がらくた
江國香織
新潮文庫
開放的でしばられていてしばられていない
美術翻訳をしている女性、柊子と、
日本の学校・学生に半分だけで抜け出した
りして、日本人ですが外見的にも生活した
時間も半分国際的な美海ちゃんと、語り
手がチェンジして物語は描かれています。
今の日本で思う、普段日常で語られる
言葉の慣習や属性なんかを、全て取り
払って、本音を真正面から描かないで
日常の言葉で書くと、こんな風に人の
精神性に訴えかけられるものになって、
読みやすいものにもなると感じました。
結婚してることや離婚、男女が年配で
あるとか学生であるとか。

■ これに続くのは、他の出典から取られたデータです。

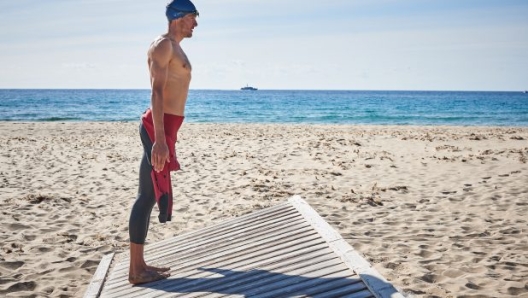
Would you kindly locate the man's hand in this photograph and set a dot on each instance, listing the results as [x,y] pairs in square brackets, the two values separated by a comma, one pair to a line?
[159,155]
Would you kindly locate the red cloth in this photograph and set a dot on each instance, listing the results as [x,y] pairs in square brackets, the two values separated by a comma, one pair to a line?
[162,180]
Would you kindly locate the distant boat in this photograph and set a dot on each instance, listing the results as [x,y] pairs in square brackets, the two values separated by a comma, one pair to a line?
[248,88]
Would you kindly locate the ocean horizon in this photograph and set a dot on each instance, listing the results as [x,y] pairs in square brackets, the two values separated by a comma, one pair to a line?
[365,107]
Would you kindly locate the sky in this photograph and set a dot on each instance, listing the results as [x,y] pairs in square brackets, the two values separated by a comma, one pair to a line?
[465,45]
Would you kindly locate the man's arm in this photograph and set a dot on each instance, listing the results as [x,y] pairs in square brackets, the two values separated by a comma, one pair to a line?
[160,57]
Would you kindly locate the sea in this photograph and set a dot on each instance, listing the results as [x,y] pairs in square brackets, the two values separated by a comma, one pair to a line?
[275,106]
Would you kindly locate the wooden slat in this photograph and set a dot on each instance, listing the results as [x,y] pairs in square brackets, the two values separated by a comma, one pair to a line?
[96,284]
[282,251]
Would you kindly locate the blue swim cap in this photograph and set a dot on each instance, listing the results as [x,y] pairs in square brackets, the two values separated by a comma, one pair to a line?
[179,8]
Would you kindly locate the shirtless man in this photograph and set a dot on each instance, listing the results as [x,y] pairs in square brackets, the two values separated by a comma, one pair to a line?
[170,75]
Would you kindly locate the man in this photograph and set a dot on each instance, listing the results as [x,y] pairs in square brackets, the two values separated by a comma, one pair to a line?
[170,76]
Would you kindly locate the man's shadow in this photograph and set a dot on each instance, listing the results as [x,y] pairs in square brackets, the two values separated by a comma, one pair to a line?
[264,283]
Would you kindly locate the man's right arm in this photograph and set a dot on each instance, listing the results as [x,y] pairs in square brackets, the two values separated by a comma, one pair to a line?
[160,56]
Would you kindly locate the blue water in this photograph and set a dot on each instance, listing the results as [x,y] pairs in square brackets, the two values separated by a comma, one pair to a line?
[276,106]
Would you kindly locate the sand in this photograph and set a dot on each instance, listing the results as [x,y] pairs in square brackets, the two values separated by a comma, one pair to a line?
[439,211]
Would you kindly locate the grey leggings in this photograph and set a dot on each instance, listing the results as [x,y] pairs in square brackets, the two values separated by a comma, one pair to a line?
[140,216]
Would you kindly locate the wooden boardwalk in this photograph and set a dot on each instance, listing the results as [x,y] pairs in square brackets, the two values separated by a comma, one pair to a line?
[283,251]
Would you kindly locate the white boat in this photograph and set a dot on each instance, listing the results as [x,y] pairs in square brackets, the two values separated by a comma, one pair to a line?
[248,88]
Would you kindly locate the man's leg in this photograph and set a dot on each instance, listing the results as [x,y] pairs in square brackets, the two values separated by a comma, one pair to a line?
[139,271]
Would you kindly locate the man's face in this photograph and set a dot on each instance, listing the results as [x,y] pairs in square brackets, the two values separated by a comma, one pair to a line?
[188,24]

過去の思い出
に周りを囲まることでもなく、みんな
恋愛に生きていて、相手の男女が支えに
なっています。女性的な、男性の捉え方
など、今まであまり考えていなかった
ことや、何が魅力的な人なのか考えさ
せられた話でもありました。
田舎の紳士服店のモデルの妻
宮下奈都
文春文庫
学生の頃は、クラスで一番もてる男子
に告白されたり、かなりもてて、
ルックスも性格的にも高感度な夫、
達郎にアタックして結婚に至っては
いました。
彼女は大学から就職先、結婚相手と
思い描いたに近いものを手に入れて
来た道ではあったのですが、それで
今は潤と歩人の子育てを地方都市
の風景の中でしている、10年間の
日記という形で小説は進行します。
運動会でほぼ毎年、夫と二人三脚で
走ったり、地域や地縁での活動にも
徐々にですが参加して、都会だから
でない付き合いも出てきます。
40近くに夫もなると、体型からも顔
から放つ印象も、ちょっと機敏さが
伺える印象でなくなったなり、それ
ほど魅力的でなくなったように思わ
れ、子育てをしていく孤独な心情が、
物語全体が語られる中心となって
いるように思います。
田舎の紳士服店のモデルをずっと前
にしていた子供の頃のアイドル
歌手で俳優、林マヒナとの度々のお茶。
恋と在り来りの世界ではないものに
掛けたい気持ちがあって、でも普通
の人生を送っていて、旦那とも通じ
ていないような女性の心の動きが描
かれ、男性では中々気遣いできなか
ったことでもあると、過去形ではな
いですが、そんなことを感じました。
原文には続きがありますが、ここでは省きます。